The best part of an online technical-support forum is that it lets users cut through the marketing noise and find out what works and what doesn't. If the Turbo feature doesn't work, letting customer post public messages about their problems with it will make the fact undeniably evident. On the other hand, customers can often find a fix by comparing notes, discovering that Turbo mode works fine with some video cards--the sort of solution that would have taken the in-house staff weeks to discover.
And yes, as marketing people will worry: Competitors will snoop. It's a fact of life.
Nonetheless, you can reassure marketing that online support is cost effective (on both per-call and time-based employee utilization). Customers are more satisfied, because they have no hold time or long-distance charges. Forums provide a "paper" message trail for problems that require several tries at a solution, and it has easy management supervision. A junior tech, with backstage help, can do the work of a tech-support manager, and users who help each other don't require any staff intervention.

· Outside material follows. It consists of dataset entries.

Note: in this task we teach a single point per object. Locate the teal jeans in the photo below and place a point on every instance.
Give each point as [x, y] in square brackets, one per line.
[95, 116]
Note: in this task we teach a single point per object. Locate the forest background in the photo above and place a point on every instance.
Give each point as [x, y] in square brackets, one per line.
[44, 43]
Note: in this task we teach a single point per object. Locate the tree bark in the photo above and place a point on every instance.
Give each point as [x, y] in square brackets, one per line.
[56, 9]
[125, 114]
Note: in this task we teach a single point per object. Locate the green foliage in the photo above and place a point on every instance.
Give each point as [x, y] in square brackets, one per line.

But from the sysop point of view, you must give users a reason to prefer this low-cost channel to the phone.
Sysop Frank Haber points out, "What most companies don't appreciate is that a Forum is much more than a line of customers asking questions in isolation from each other. It's an interactive environment. Inevitably, experienced users will chime in with their own angle on a problem. Whether you want it or not, there will be discussions of competitive products, even comparisons. There's no reason to be frightened of this; correctly handled, such discussions can be real assets to the company. The key is to have sufficient staff to be able to respond quickly and intelligently, even if an answer isn't fully ready at that instant. The customer must feel that his problem is being handled speedily and well."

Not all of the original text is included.